Und selbst der Sockel Khans bröckelt. Im Jahr 2015 monierte Shah Rukh Khan die wachsende Intoleranz in Indien, nachdem Aufführungen seines damaligen Films von radikalen Hindus gestürmt worden waren. Im vergangenen Jahr wurde der Film „Pathaan“ boykottiert, weil die Schauspielerin Deepika Padukone in einer Tanzszene in einem orangefarbenen Bikini aufgetreten war. Da das Orange die Hindunationalisten an Safran erinnerte, die heilige Farbe der Hindus, wurde die Szene als Beleidigung der Religion aufgefasst. Das Spionagedrama wurde trotzdem einer der Kinofilme mit den höchsten Einnahmen des Jahres 2023. Ärger gab es auch für Shah Rukh Khans Sohn Aryan.

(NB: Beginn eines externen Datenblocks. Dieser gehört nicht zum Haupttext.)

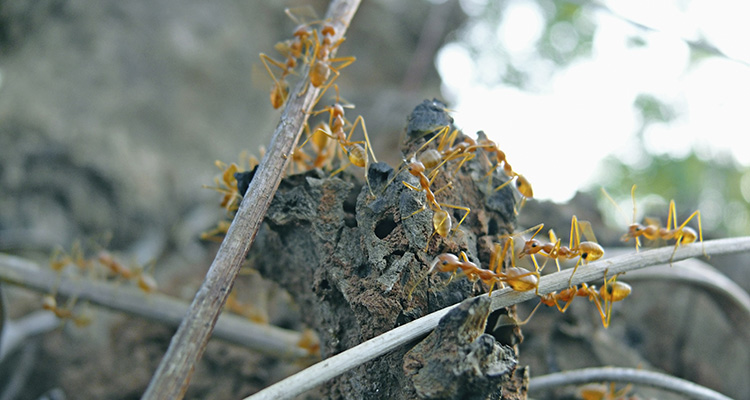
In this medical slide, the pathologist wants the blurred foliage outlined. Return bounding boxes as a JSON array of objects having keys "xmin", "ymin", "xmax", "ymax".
[
  {"xmin": 446, "ymin": 0, "xmax": 596, "ymax": 88},
  {"xmin": 438, "ymin": 0, "xmax": 750, "ymax": 237}
]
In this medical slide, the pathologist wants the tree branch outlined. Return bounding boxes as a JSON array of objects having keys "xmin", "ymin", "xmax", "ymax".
[
  {"xmin": 143, "ymin": 0, "xmax": 366, "ymax": 399},
  {"xmin": 245, "ymin": 237, "xmax": 750, "ymax": 400},
  {"xmin": 529, "ymin": 367, "xmax": 730, "ymax": 400},
  {"xmin": 0, "ymin": 253, "xmax": 309, "ymax": 358}
]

Er war wegen vermeintlicher Drogendelikte vorübergehend festgenommen und aufgrund mangelnder Beweise freigelassen worden. Viele glaubten, es sei darum gegangen, den Vater unter Druck zu setzen.

Das Idol so vieler Inder äußert sich nur noch über seine Filme. Der Actionfilm „Jawan“ zum Beispiel, der einige Monate nach „Pathaan“ erschien, hatte eine deutliche politische Aussage. Er thematisierte Probleme wie die Schuldenlast indischer Bauern und die Mängel in der Gesundheitsversorgung. In einem Monolog warnt der von Khan gespielte Protagonist die Menschen, ihre Stimme nicht auf Basis von Ängsten, Geldzuwendungen, von Religion oder Kaste zu vergeben. Stattdessen sollten sie diejenigen, die um ihre Stimme buhlten, fragen, was sie denn für das Volk – in Khans Worten „für uns“ – tun wollten. „Was ist mit Bildung für meine Kinder? Wenn ich krank werde, was passiert mit meiner Familie? Was werden sie tun, um das Land in den kommenden fünf Jahren voranzubringen?“, fragte er in die Kamera. Wenige Monate vor der Wahl war das eine klare Botschaft. Der Film brach den Einnahmerekord des vergangenen Jahres, den Khan selbst mit „Pathaan“ aufgestellt hatte.